The quiet lot smells like hot pavement and fresh-cut grass. The cicadas hum a lazy chorus from the trees lining the playground fence.
Beside me, Parker’s feet continue to dangle off the passenger seat, swinging like he’s on some kind of vacation joyride instead of sitting beside his single, half-panicked mother, praying she can land a job on day one.
I exhale, trying to smooth my skirt and my nerves at the same time.
“You gonna be okay?” I ask, brushing my hands down my wrinkled skirt for the hundredth time.
He shrugs, seemingly indifferent. “Can I stay in the car and play with my dinosaur?”
I shake my head, squeezing his knee. “You can bring it inside, come on.”
The interview, while not long, stretches in my head like taffy. My voice wobbled through the first few questions. My resume felt like it belonged to a stranger, someone who should have taken the path laid out for her and never had doubts.
An Art History degree from Vanderbilt doesn’t exactly screamsmall-town elementary school teacher, but here I am, wearing shoes and clothes that I won’t be able to afford any longer. Hoping no one scrutinizes too closely at the gap between the girl I was supposed to be… and the one sitting here praying for a second chance.
But Lillian Monroe, the head of the school, smiled through every answer, her face warm and open in a way that made me forget, just for a second, how badly I needed this.
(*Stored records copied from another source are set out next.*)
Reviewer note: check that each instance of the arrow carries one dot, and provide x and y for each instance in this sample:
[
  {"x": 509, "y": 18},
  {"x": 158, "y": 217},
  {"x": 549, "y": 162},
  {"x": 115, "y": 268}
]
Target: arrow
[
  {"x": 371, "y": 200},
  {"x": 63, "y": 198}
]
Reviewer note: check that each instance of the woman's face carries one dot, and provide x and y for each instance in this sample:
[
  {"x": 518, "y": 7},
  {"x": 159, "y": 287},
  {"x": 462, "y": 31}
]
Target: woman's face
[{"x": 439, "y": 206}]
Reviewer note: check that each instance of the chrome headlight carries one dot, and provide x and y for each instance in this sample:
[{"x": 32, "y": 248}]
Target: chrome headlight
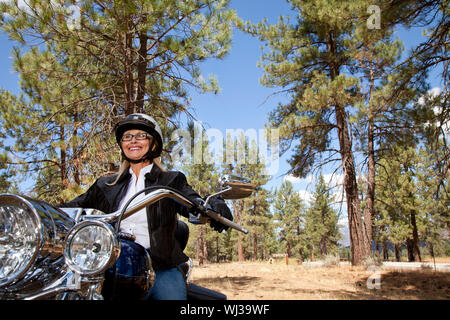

When it’s over, she asks me to wait while she talks to the board member across the hall.
Now I’m just… waiting. Waiting on the bench outside her office like a nervous teenager, praying her name doesn’t end up on the rejection list.
Inside, I can hear the faint clack of a keyboard, a phone buzzing once and being silenced. I resist the urge to poke my head through the open office door to see what’s happening. Instead, I bounce my heel anxiously against the wood floor and glance at Parker.
He’s sitting cross-legged on the bench, playing with his plastic dinosaur and humming to himself. His curls are damp from the heat, and his big brown eyes blink up at me like I’m the one acting strange. He catches my eye and grins.
“Why you bein’ all squirmy, Mama?” he asks. “You’re the best artist ever. They’d be dumb not to pick you.”
That little southern drawl of his softens every sharp edge in my heart.
I laugh, shaking my head. “Thanks, sweetie, but sometimes people don’t see what you can do from a short conversation.”
He frowns. “But you showed ’em your pictures, right? Like the fish you painted for my bedroom and the one with the lady with all the colors on her dress?”
“I did,” I say, brushing his hair off his forehead. “But this is different. It’s not only about art. They need someone who can manage a class, help kids, work with teachers…”
“You already do all that. You helped me learn how to color inside the lines without even yellin’ once.”
My heart pinches, full and aching. “That’s true.”
Parker nods, completely certain in the way only five-year-olds can be. “You’re already the best teacher. They just don’t know it yet.”
God. How did I get lucky enough to have him?